O alambique em Dracena reaproveita quase tudo que é utilizado durante a cadeia produtiva da cachaça, o bagaço da cana é queimado durante o processo de destilação, a água é reaproveitada, o vapor produzido é usado para a higienização dos equipamentos e a parte produzida que não é aproveitada e transformada em etanol e usada como combustível.
Depois de pronta a cachaça é levada para grandes tonéis de madeira que ficam no barracão que anteriormente era utilizado na produção do café e só depois de descansar é que o produto é engarrafado.
O resultado é a Cachaça Catarina, que atualmente já possui todos os registros necessários para ser comercializada e em breve poderá ser encontrada em vários pontos de venda.
André destacou que a produção ainda é pequena e que o produto só é encontrado em alguns pontos de venda, até agora o que foi feito serviu para que o destilado chegasse ao seu formato final, porém apreciadores já atestaram a qualidade da cachaça dracenense, que por enquanto ainda não está sendo envelhecida. A capacidade de produção pode chegar a 180 mil litros por ano e o produtor pretende em breve começar a exportar parte da produção.
O preço do produto e a forma de comercialização variam de acordo com o tipo produzido, se industrial ou artesanal. A cachaça industrial é vendida em torno R$ 0,70 o litro na destilaria e é comercializada em larga escala, tanto no mercado interno quanto no externo. A pinga artesanal consegue um valor de, no mínimo, R$ 1,30 por litro e, dependendo da forma como é comercializada, pode chegar, em média, a R$ 4,50 a R$ 6, por litro.
Em lojas especializadas, a cachaça artesanal é vendida a preços muito altos, dependendo da marca, geralmente ultrapassando o valor de R$ 200, por uma garrafa de 700 mililitros. Ou seja, o valor agregado na produção artesanal é muito elevado, já que o consumidor adquire um produto praticamente exclusivo.

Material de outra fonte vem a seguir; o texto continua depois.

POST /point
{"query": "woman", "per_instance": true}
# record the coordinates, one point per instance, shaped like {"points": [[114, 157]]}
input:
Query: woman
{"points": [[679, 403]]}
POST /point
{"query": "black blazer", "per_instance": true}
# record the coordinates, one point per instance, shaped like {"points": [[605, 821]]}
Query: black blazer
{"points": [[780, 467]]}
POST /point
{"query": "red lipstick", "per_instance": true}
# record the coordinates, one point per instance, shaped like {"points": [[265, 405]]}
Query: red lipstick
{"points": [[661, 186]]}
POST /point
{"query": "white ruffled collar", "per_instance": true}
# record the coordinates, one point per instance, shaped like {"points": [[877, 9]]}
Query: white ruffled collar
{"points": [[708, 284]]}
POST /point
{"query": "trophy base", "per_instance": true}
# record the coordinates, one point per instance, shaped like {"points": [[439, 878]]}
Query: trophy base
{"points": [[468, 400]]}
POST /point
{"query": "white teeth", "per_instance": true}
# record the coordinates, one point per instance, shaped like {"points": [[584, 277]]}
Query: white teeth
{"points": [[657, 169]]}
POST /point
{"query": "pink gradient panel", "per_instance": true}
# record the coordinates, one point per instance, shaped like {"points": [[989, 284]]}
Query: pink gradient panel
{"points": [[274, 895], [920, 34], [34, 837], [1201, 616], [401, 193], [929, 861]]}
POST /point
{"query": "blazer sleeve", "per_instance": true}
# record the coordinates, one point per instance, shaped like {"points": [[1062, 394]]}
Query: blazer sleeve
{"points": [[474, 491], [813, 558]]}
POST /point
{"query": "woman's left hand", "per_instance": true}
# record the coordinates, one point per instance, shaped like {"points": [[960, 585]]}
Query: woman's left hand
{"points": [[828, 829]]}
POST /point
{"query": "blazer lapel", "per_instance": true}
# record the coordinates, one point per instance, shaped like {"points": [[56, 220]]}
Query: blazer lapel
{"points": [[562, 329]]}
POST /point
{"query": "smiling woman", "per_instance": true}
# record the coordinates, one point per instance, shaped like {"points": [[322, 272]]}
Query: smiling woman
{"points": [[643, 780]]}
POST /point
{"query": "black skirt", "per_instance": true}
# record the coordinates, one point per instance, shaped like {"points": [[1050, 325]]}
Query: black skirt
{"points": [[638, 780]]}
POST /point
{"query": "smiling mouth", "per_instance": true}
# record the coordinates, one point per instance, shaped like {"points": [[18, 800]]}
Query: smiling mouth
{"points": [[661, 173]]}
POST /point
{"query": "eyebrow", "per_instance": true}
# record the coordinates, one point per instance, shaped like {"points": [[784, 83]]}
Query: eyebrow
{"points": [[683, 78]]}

Outra forma de agregação de valor ao produto são os certificados de qualidade e os certificados socioambientais, como o orgânico e/ou o de indicação geográfica. André pretende em breve fazer o produto de modo orgânico.
Para exportação, o preço varia entre US$ 1, e US$ 2,50 o litro, é vendido no mercado internacional por US$ 20, a US$ 24, por litro. Segundo estimativas do PBDAC, espera-se que as exportações cheguem a 100 milhões de litros em dez anos, pois a qualidade da cachaça brasileira vem melhorando a cada safra e conquistando cada vez mais consumidores estrangeiros, sobretudo os europeus.
É esse o mercado que o produtor pretende conquistar em breve, com um produto genuinamente brasileiro e originário de Dracena. Potencial existe e agora o que é preciso é muito trabalho. Dessa forma novamente assim como aconteceu no início da formação da cidade a fazenda Santa Cataria irá se destacar, produzindo dessa vez não apenas a matéria prima e sim um produto finalizado e assim contribuindo para o desenvolvimento da região e para levar o nome de Dracena a lugares distantes, que passarão a conhecer a cidade que hoje completa mais um ano de vida.